In a similar fashion to the way in which common surfaces are overlooked within the hospital environment, non-invasive hospital equipment is less regularly sterilised than their invasive counterparts. The Nursing Times again reports that a number of studies demonstrated ‘pathogens can be recovered from a range of non-invasive clinical equipment, including stethoscopes, lifting equipment and ultrasound probes’. They recognise that whilst ‘none of these studies demonstrated a link between contamination and infection’ but clinical equipment ‘can act as a vehicle by which microorganisms are transferred between patients, which may result in infection’. So, it is critical that hospital staff are aware of the instruments they use and do not assume that the contamination potential of non-invasive equipment is negligible.
This overlooking of commonly touched surface and non-invasive equipment calls for an acknowledgment of basic cleaning practices in hospital environments. The blog post by EOScu, ‘Cleaning House Part 2: Know Your Household Pathogen’, actually refers to the standard, yet necessary, attention given to pathogen identification in hospital rooms.
‘Hospitals clean with great attention to what organisms caused illness within that patient room. The pathogen could be a virus, a bacteria, a fungus, or other microorganism. Each pathogen has its own unique characteristics that dictate the kind of cleanser needed, the frequency of cleaning required, and many other factors.’ [sic]

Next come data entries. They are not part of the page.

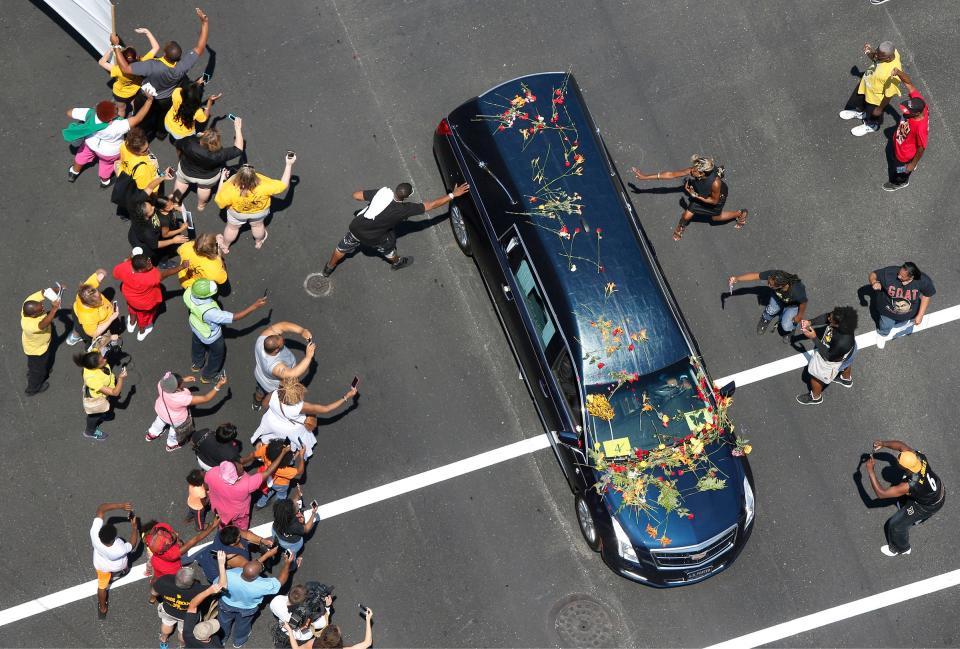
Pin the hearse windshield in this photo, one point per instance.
(658, 408)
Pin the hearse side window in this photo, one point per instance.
(562, 367)
(536, 308)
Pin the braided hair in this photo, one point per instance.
(783, 278)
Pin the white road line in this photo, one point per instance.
(328, 510)
(842, 612)
(489, 458)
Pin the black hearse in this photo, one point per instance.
(592, 322)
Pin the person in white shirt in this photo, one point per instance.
(109, 551)
(103, 133)
(282, 605)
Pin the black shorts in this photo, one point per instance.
(349, 243)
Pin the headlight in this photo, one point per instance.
(624, 545)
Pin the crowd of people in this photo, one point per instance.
(156, 99)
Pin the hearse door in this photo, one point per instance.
(533, 327)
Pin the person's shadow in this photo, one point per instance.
(889, 474)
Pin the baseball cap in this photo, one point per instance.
(106, 111)
(203, 630)
(169, 383)
(913, 106)
(909, 461)
(204, 287)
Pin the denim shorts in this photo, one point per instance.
(349, 243)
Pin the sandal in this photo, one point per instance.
(222, 244)
(742, 219)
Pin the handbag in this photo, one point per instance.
(183, 430)
(94, 405)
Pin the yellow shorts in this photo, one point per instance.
(103, 579)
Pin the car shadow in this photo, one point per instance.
(889, 473)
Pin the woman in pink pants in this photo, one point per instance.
(105, 135)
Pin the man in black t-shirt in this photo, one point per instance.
(833, 352)
(905, 295)
(373, 225)
(175, 593)
(788, 299)
(921, 493)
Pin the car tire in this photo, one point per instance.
(459, 228)
(586, 523)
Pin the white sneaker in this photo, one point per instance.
(851, 114)
(890, 553)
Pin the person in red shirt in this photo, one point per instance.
(141, 288)
(910, 139)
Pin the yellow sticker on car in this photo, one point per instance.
(617, 447)
(697, 419)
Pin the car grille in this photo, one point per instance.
(693, 556)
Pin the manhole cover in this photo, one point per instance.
(316, 285)
(582, 622)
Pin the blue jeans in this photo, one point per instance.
(209, 357)
(885, 325)
(786, 314)
(280, 491)
(229, 616)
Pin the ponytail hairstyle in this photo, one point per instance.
(192, 97)
(783, 278)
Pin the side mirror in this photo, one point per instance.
(568, 437)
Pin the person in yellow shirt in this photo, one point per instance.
(134, 150)
(875, 90)
(205, 261)
(185, 110)
(94, 313)
(126, 88)
(36, 326)
(98, 381)
(246, 197)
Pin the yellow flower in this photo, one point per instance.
(599, 407)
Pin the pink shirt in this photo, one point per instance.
(232, 502)
(173, 408)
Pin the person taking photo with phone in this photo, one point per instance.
(247, 196)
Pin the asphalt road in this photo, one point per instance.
(487, 558)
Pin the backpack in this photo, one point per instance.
(160, 539)
(124, 187)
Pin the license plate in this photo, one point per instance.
(700, 572)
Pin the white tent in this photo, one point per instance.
(92, 19)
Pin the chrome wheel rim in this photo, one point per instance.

So, who requires this level of healthcare hygiene knowledge? There is some disagreement regarding who is responsible for ensuring that the hospital environment and equipment is suitably sterile. The Deb Group advises a general program.

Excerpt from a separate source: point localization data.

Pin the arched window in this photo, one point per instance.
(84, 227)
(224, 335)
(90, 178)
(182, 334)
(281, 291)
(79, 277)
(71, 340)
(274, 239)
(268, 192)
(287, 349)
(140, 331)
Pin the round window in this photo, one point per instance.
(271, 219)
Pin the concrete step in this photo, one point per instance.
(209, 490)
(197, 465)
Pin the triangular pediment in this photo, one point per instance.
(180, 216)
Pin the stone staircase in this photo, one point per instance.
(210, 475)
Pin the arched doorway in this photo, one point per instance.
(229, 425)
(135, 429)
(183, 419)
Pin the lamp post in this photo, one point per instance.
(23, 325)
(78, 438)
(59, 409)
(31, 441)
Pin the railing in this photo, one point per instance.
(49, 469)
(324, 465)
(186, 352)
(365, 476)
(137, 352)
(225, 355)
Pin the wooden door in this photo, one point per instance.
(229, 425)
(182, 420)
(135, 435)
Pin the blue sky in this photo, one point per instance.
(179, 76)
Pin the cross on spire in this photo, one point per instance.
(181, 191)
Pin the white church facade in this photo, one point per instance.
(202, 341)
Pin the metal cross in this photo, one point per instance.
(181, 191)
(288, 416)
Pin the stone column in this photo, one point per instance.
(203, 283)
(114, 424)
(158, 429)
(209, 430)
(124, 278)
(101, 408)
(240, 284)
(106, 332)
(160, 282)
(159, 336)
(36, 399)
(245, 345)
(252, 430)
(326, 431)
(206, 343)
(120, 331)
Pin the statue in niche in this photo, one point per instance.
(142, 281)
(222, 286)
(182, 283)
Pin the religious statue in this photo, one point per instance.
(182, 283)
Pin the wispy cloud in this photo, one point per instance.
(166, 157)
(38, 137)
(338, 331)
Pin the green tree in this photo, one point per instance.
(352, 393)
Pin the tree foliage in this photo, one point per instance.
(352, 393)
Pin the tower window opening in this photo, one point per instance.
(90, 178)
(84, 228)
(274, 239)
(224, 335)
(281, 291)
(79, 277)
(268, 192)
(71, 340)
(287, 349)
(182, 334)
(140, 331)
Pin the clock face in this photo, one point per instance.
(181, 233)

‘There should be a continuing program for staff training. This program should stress personal hygiene, the importance of frequent and careful washing of hands, and cleaning methods (e.g., sequence of rooms, correct use of equipment, dilution of cleaning chemicals and disinfectants, etc.)’
Whilst all staff members should know the basics of hospital hygiene practices, training programs should be tailored to the individual staff roles so that staff fully understand the equipment and environments they use, as well as the likely pathogens present in these circumstances. The Nursing Times highlights the importance of tailored staff awareness.
‘Expectations that cleaners will be able to do everything are unrealistic, so it is important that all health-care staff participate in keeping the environment clean and tidy. While routine general cleaning should be undertaken by trained cleaning staff, nurses and other health-care workers should familiarise themselves with the whereabouts of equipment should they need to use it. It is also important that staff are trained how to clean and how to use cleaning equipment’.
Anyone working in the healthcare industry should be well educated in healthcare hygiene practices and updated as these practices change and more research is completed. Whilst all staff should have this general knowledge regarding cleaning best practices, they should also receive training on the cleaning and maintenance of the specific environments or equipment most used by them, at least to the extent that they should recognise the need for further sterilisation or tool replacement. Tailored training programs should not only familiarise staff with the equipment they use, but should outline the necessary products and cleaning supplies needed to combat the most likely present pathogens.